Set up two-factor authentication
Once you’ve opened a new account, set up two-factor authentication for your logins. This provides an extra layer of security beyond just a username and password. For instance, your bank may ask you to enter a unique code texted to your cellphone to login.
Sign up for alerts from your bank or card issuer
Another layer of protection is to sign up for email or text alerts warning you about potential signs of someone hijacking your financial information. Your bank or card issuer can alert you when your checking balance is low, when an ATM withdrawal is made, when a transaction exceeds a certain amount, and more.
Don’t ignore your existing accounts
While credit card fraud in the form of opening new accounts is increasing, you’re still more likely to find fraudulent charges on existing accounts. To keep existing accounts safe, update and strengthen passwords, and consider two-factor authentication and alerts for them as well.
In addition to these safeguards, you may also want to check your credit report, monitor your credit, and/or freeze your credit.
How do I check my credit report?
You can visit AnnualCreditReport.com to request a free copy of your credit report from one or all three of the credit bureaus once every 12 months. When reviewing your credit report, keep an eye out for any red flags — your name doesn’t match, there are inquiries from lenders you don’t recognize, there are accounts you didn’t open, and more.
How do you monitor your credit report?
As mentioned above, you can request a free copy of your credit report once every 12 months. Alternatively, you can sign up for a credit monitoring service to track your credit reports and alert you if there are any significant changes.
Keep in mind that credit monitoring is reactive — if something is found, you’ll need to take steps to remove or correct it. If you’ll be applying for several cards or other finance-related items that require a credit report (such as renting an apartment, getting a car loan, or signing a mortgage), credit monitoring is a way to keep tabs on your information without freezing it.
Many credit card companies offer some form of credit monitoring. Here are a few examples:
|American Express CreditSecure®||Capital One® CreditWise®||Discover Credit Scorecard|
|Credit report alerts||✔||✔||✖|
|Free to use||✖||✔||✔|
How do I put a freeze on my credit?
The next step up from credit monitoring is to freeze your credit. A credit freeze pulls your credit report out of circulation and allows no one (including you) to view it until you unfreeze it.
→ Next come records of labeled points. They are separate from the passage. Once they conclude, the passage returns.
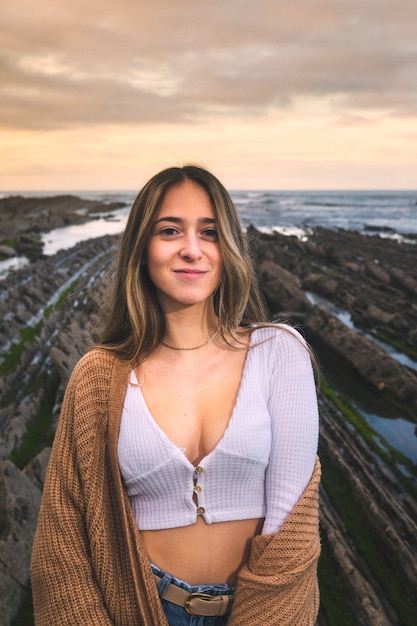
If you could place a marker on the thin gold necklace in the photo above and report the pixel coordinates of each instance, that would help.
(209, 340)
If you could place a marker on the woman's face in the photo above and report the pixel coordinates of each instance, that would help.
(183, 257)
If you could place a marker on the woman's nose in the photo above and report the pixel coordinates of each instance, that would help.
(191, 248)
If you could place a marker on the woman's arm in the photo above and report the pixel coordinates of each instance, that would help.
(65, 590)
(295, 427)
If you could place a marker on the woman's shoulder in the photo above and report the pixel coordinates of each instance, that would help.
(95, 362)
(279, 332)
(280, 341)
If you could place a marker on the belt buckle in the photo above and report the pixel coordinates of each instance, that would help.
(200, 596)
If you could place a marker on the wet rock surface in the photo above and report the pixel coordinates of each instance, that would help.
(23, 219)
(369, 492)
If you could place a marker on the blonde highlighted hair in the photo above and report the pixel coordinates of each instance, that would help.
(135, 323)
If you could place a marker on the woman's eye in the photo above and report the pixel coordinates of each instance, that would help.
(169, 231)
(211, 233)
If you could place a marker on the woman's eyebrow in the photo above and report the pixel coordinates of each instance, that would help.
(179, 220)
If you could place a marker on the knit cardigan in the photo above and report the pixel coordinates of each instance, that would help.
(89, 564)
While a credit freeze is an excellent protection option, it may not be the best step if you’re interested in a new credit card. When applying, the issuer needs to review your credit report. If it’s frozen, you’ll need to pay to unfreeze it, wait to be approved, and then freeze it again.
Additionally, don’t limit protections to yourself since the Equifax data breach may have also included the Social Security numbers of minors. If you think your child’s information may have been compromised, you may want to consider a credit freeze for them.
Protection is key
With nearly half of all Americans affected by the Equifax data breach, there’s a strong chance you or someone you know may have had their personal information compromised. While that’s a scary thought, it doesn’t mean you have to go off the grid just yet. It is still safe to apply for a credit card — as long as you take steps to protect your current and new accounts.